Steve Jobs Hates Pixels
10 Junor Steve Jobs and the Mystery of the Disappearing “Icon Garden”
There’s been a recent pseudo-controversy over the statement made by Steve Jobs at the iPhone 4 introduction during his WWDC keynote this week. Steve said, (as quoted in Wired)
It turns out there’s a magic number right around 300 pixels per inch, that when you hold something around to 10 to 12 inches away from your eyes, is the limit of the human retina to differentiate the pixels.
Raymond Soneira of DisplayMate Technologies took some issue with that, but a good article in Discover Magazine clears things up, so to speak.
But that isn’t what I wanted to talk about.
I wanted to talk about the way that Steve hate pixels. He’s hated ‘em ever since he came back to Apple, at least, and possibly longer.

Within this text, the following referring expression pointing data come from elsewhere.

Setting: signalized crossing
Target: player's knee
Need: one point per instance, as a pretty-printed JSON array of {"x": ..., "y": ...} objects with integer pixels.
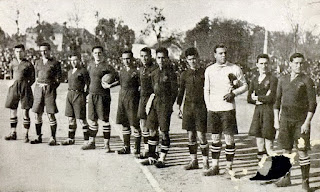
[
  {"x": 216, "y": 138},
  {"x": 229, "y": 139}
]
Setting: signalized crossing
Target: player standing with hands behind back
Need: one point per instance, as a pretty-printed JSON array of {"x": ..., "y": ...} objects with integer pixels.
[
  {"x": 297, "y": 99},
  {"x": 223, "y": 82},
  {"x": 195, "y": 112}
]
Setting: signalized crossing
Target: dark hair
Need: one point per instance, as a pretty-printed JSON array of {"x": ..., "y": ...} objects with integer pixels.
[
  {"x": 220, "y": 45},
  {"x": 45, "y": 45},
  {"x": 128, "y": 52},
  {"x": 296, "y": 55},
  {"x": 162, "y": 50},
  {"x": 147, "y": 50},
  {"x": 74, "y": 53},
  {"x": 20, "y": 46},
  {"x": 97, "y": 47},
  {"x": 191, "y": 51},
  {"x": 264, "y": 56}
]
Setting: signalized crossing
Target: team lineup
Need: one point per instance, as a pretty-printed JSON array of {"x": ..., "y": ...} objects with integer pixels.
[{"x": 205, "y": 96}]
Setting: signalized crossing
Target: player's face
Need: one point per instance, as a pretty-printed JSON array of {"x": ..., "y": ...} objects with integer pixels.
[
  {"x": 97, "y": 54},
  {"x": 161, "y": 59},
  {"x": 144, "y": 57},
  {"x": 263, "y": 65},
  {"x": 220, "y": 55},
  {"x": 74, "y": 60},
  {"x": 296, "y": 65},
  {"x": 45, "y": 52},
  {"x": 127, "y": 59},
  {"x": 19, "y": 53},
  {"x": 192, "y": 61}
]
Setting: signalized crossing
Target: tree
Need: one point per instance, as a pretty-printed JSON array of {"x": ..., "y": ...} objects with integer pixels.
[
  {"x": 155, "y": 21},
  {"x": 114, "y": 36}
]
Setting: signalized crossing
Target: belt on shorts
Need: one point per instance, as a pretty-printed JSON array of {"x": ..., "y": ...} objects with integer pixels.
[{"x": 74, "y": 90}]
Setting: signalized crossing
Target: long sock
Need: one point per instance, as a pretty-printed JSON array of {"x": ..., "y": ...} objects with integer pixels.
[
  {"x": 85, "y": 132},
  {"x": 26, "y": 123},
  {"x": 126, "y": 137},
  {"x": 106, "y": 131},
  {"x": 305, "y": 167},
  {"x": 53, "y": 126},
  {"x": 38, "y": 128},
  {"x": 137, "y": 142},
  {"x": 153, "y": 142},
  {"x": 72, "y": 131},
  {"x": 13, "y": 122},
  {"x": 215, "y": 151},
  {"x": 230, "y": 151}
]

A bit of history: When Apple first built the “Infinite Loop” R&D campus in Cupertino, they cut a deal with the city to create a “park”, with some “art” in it, on the property. What they created was a patch of grass populated by gigantic versions of the standard Mac OS icons, in all their 32 pixel by 32 pixel glory. You can see them pictured above. The tallest was maybe ten feet high.
When Steve became “iCEO” after the hasty departure of the unlamented Gil Amelio, we were in the beta part of the development cycle for Mac OS 8.5. We came into work one day to discover that, where the icon garden had been only a day before, there was now a bare patch of grass, with only a few circles of dirt to show where the icons had once stood. Clarus, the DogCow, “moofed” no more. There was no explanation from management or HR about it.
The persistent rumor was that the icon garden had been removed at Steve’s direct order, but no one was entirely sure what it was about the garden that had bothered Steve.
Someone actually opened a bug against the Mac OS “Icon Manager”, stating, “I installed the latest build of Mac OS 8.5, and when I came into work the following morning, the icon garden had disappeared.” This bug report got passed around and commented on, despite persistent efforts of management up to and including Avie Tevanian (EVP of software) to kill it, by three hundred or more people.
Steve finally fessed up at a comm meeting and admitted that he was the one who’d ordered the icon garden removed. “I hated them!” he said. “They were so pixellated!” He actually offered to sell them to one of the engineers, but the offer was rescinded before we could raise money to follow through on that. Presumably, they’ve either been melted down for scrap, or are residing in some Raiders of the Lost Ark-like warehouse in Cupertino.
At any rate, Steve hates pixels as much as he apparently hates porn. I guess he’s gotta feel as though he’s winning on both fronts there.